UX: It's About Expectations

UX: It's About Expectations

As most industry leaders in tech understand it, "User experience" encompasses all aspects of the end-user's interaction with the company, its services, and its products. Today, I'll get it back to the basics using our favorite platform - LinkedIn - and invite you to rethink the "X" - from "User Experience" to "User Expectation".

After launching Camera Awesome in 2012, a fun little app for iOS which got 1 million downloads/week for the first 6 weeks of its life; and working on Perfect365, the #1 makeup app with a little over 80 million downloads, I got to understand this at a very practical level: from reviews, to stickiness, to recommendation, it really just boils down to expectations. You over-promise, and there comes the slew of (deserved) 1-star reviews; but if you focus on delivering the experience you want to promote, you're on solid ground for a winner.

So often the discussions of "experience" get lost however; because the promise is so broad; we imagine the tech equivalent of a 5 star spa or a Michelin star dining experience, porcelain and froufrou naming galore. And we spend hours arguing: which details matter? What flow is optimal to get users to exhibit behaviors that lead to a "virtuous cycle" of growth? Where and how many ads really kill the experience? So often, I see a very basic level of UX completely overlooked: the expectation that certain phrases, icons, flows create, and whether or not those expectations are fulfilled. 

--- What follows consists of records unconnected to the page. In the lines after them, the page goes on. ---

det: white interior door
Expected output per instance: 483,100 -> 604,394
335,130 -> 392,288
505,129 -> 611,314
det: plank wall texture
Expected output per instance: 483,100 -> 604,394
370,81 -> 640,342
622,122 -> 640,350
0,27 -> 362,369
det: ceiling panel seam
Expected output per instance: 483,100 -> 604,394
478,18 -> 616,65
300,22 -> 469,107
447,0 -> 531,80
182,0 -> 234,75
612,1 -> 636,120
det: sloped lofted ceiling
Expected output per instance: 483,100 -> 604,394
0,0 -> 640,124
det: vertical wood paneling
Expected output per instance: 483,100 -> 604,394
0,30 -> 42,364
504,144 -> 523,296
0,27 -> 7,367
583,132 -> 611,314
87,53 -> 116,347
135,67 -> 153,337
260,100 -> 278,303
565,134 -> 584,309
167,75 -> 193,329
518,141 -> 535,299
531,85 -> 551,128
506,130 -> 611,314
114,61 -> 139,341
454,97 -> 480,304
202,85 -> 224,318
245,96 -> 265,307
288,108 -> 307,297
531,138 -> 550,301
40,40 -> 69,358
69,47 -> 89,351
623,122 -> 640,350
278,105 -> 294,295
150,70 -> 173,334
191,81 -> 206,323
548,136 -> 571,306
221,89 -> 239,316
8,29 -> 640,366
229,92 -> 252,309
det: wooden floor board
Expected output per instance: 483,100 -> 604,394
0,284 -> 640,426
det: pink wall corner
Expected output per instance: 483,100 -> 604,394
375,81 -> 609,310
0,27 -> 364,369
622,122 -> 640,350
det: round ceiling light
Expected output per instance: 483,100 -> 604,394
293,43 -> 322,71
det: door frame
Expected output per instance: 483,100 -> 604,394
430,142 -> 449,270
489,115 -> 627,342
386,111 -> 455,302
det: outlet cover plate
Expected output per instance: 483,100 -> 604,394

Let's take a look at a 3 step flow on LinkedIn. The reason I'm choosing this flow is because it's at the core of what LinkedIn's existential crisis seems to be about: content (and not just any content - UGC, aka User Generated Content). How do you retain great people on this platform? By making it a great personal growth platform. You do this with the ability to expand and utilize one's professional network; facilitating professional growth events; and learning new skills (I'm looking at you, Lynda.com). Part of professional development and showcasing leadership is publishing great content. But you open up the floodgates, and gems of wisdoms get drowned in a tsunami of click-bait junk. How do you fix this? How do you keep your audience without taking away their freedom of speech? One way is to let users give you feedback on the content, and to adapt the delivery based on the intent that feedback creates. Here's one of the ways LinkedIn does this; you see a post, and there's a "..." = more options. A menu pops up, as below:

Now I want you to take a look at that icon... and what it says next to it. This icon suggests a few things... The text's promise is to "improve your feed". In the context I clicked on, which is a post that appeared on my feed; and with the above 3 options in mind (hide; report; leave), what do you think you're going to see next?

That's the screen here...

Wait a minute... What are these "+" signs? Why am I asked to add MORE content on my feed? Where are the dials, for the "less" part of "more or less"? Surely I'm missing something. I'll just hit "I'm done"...

And there you have it. LinkedIn: great content isn't about more. Like in many things design... most of the time, "less is more". More importantly - UX isn't about getting people to what you want them to do irrespective of context; it's about setting and meeting expectations. So in this case your icon implies your may users want to dial some content up, some content down; if that's not what you want them to do, one option is to edit the dropdown menu in the first screenshot to say "Add more/other content". If the icon was "right" in setting expectations, you'll need to edit the flow to be able to remove categories of content. Expectations are about making a match; this illustrates that there are two ways of "fixing" bad UX - you either reset the expectation, or fix the flow to meet the expectation you set. And that, in my mind, is the basic of UX, and why the very first reading of it should be "User Expectation" - because if you don't meet expectations, you're at a base level not delivering a good experience.